Nous avons testé empiriquement la relation entre les variations du taux de change et l’accumulation de réserves de change dans le but de vérifier si les autorités monétaires de la Thaïlande et de la Corée avaient systématiquement pris en compte les fluctuations du taux de change comme variable pertinente pour définir la quantité de réserves de change inscrite dans leur bilan. Les résultats significatifs obtenus prouvent que l’argument prudentiel est insuffisant pour expliquer l’accumulation de réserves de change dans ces deux économies. En effet les banques centrales de ces deux pays ont systématiquement utilisé les réserves pour lisser la volatilité des taux de change en opposant des cessions de réserves en cas de dépréciation et des acquisitions de nouvelles réserves en cas d’appréciation.
Par conséquent, il est nécessaire de dépasser l’argument prudentiel pour justifier l’accumulation de réserves dans le contexte plus large de la politique macroéconomique menée par ces pays. Dans la section suivante, le « trilemme macroéconomique » sera adopté comme principal cadre théorique.
2/ Les interventions sur le change et le « trilemme macroéconomique »
La tension entre les objectifs macroéconomiques
Le trilemme macroéconomique établit qu’un pays ne peut choisir que deux des trois objectifs qui sont la stabilité du taux de change, l’intégration financière et une politique monétaire indépendante. Par conséquent, pour un pays financièrement intégré, les deux modèles de change opposés, taux de change fixe ou flottant, sont respectivement compatibles avec les objectifs, exclusifs l’un de l’autre, de stabilité des changes et d’indépendance de la politique monétaire. En fait, défendre un taux de change fixe limite l’utilisation du taux d’intérêt comme un instrument pour influencer les entrées et les sorties de capitaux afin de maintenir le taux de change souhaité. D’un autre côté, les politiques monétaires orientées vers des objectifs nationaux, comme la stabilité des prix ou la croissance économique, donnent lieu à des fluctuations des taux de change, résultant de la manipulation des taux d’intérêt et des anticipations des investisseurs.

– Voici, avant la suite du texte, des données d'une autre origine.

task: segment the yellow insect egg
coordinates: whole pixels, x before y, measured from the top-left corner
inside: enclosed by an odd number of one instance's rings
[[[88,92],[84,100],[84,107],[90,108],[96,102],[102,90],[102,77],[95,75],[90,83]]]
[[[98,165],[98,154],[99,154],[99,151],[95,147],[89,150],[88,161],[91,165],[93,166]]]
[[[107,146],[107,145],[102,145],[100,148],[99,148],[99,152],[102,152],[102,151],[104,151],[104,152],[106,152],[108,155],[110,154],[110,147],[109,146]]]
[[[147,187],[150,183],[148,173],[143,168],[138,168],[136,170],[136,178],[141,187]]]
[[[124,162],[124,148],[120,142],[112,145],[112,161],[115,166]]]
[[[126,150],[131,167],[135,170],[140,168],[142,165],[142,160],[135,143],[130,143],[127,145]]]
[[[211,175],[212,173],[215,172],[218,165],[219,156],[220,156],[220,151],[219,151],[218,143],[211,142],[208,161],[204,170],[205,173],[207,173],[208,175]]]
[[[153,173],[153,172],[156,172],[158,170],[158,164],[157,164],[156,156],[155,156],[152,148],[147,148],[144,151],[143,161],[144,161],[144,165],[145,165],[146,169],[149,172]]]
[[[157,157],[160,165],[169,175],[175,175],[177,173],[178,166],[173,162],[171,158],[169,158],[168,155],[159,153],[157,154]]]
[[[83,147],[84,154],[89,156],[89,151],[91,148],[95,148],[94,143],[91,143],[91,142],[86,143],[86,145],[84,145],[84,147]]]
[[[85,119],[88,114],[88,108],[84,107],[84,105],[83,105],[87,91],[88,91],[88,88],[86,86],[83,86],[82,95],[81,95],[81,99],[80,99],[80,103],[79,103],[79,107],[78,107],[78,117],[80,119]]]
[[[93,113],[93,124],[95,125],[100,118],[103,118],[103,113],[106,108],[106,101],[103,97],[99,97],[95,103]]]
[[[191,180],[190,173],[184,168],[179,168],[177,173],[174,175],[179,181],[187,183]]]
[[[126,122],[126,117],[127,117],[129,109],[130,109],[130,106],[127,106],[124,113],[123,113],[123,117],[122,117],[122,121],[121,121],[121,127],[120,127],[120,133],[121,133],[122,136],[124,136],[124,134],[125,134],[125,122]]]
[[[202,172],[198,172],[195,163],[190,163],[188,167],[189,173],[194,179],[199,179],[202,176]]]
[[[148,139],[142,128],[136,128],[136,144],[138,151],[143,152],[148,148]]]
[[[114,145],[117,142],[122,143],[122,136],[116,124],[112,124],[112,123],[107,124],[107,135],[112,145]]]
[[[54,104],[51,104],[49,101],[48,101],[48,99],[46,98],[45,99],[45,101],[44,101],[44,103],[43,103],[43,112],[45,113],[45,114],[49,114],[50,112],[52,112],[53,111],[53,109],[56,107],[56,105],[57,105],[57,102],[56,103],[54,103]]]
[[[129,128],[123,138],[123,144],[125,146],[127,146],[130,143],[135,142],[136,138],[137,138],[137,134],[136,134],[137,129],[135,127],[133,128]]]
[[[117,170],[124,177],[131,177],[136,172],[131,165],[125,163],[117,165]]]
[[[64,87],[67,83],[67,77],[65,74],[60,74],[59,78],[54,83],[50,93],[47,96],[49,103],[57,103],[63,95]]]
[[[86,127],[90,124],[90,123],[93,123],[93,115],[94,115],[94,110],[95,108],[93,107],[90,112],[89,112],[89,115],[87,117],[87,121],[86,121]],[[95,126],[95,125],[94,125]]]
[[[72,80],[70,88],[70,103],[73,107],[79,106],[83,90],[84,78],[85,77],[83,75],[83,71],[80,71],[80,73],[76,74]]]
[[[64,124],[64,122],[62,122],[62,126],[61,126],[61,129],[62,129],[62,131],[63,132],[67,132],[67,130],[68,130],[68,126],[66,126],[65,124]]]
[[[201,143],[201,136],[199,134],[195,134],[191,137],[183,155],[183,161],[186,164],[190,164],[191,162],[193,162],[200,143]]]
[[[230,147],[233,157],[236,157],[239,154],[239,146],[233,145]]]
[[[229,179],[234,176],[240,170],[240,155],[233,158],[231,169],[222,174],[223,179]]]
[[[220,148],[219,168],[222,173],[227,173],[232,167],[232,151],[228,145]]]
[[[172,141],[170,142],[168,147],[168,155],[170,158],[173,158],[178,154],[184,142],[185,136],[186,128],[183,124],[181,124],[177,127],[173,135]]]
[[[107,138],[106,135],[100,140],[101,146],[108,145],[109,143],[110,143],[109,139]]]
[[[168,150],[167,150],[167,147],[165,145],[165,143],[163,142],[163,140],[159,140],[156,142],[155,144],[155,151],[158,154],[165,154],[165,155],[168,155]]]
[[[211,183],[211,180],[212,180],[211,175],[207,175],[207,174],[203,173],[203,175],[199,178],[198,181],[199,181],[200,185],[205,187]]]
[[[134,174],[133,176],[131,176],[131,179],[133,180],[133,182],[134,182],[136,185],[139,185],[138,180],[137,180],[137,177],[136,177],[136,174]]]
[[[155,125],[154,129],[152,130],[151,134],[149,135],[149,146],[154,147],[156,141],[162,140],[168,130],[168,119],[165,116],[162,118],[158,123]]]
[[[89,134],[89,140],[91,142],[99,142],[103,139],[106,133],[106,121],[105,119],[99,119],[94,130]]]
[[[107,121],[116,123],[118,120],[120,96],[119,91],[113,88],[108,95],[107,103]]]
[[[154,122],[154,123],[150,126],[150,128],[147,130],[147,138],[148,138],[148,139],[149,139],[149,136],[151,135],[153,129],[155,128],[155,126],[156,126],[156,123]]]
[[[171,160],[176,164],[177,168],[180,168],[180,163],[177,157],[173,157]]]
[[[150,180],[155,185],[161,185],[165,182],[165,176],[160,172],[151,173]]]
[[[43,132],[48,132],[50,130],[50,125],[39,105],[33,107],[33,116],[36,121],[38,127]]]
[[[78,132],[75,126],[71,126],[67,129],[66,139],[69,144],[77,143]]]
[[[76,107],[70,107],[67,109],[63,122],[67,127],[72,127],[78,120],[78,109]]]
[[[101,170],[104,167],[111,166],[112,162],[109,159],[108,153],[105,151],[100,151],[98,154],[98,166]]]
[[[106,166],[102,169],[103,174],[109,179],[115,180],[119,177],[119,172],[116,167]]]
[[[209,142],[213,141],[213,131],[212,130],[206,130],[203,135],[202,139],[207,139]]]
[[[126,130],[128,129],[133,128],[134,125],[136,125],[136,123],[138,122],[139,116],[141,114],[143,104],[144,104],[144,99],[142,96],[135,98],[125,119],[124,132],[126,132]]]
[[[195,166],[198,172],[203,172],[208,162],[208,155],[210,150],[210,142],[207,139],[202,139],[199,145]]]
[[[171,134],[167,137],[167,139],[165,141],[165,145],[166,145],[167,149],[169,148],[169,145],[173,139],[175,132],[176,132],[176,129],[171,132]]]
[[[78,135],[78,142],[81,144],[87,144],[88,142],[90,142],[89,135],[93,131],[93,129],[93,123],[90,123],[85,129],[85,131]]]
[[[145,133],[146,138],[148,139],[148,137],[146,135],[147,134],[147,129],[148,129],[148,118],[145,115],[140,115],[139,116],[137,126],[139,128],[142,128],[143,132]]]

Cependant, il n’est pas toujours possible d’identifier les relations établies entre les politiques macroéconomiques et leurs objectifs. Par exemple, la politique monétaire et le contrôle du taux de change peuvent, toutes les deux, être mises en œuvre pour assurer la stabilité des prix. Ceci est particulièrement vrai pour les petites économies ouvertes dans lesquelles les prix du secteur marchand sont surtout exogènes[14]. Dans ce cas, la politique de change pourrait être utilisée pour lutter contre l’inflation résultant des hausses de prix des produits importés, alors que la politique monétaire, qui agit plutôt sur le secteur non marchand de l’économie, est plus efficace pour lutter contre l’inflation en général[15]. Par conséquent, les politiques visant traditionnellement l’un des objectifs mutuellement incompatibles fixés dans le trilemme, comme la gestion du change, peuvent être utilisées, compte tenu de certaines conditions structurelles, pour obtenir des résultats associés à l’objectif opposé par exemple la stabilité des prix.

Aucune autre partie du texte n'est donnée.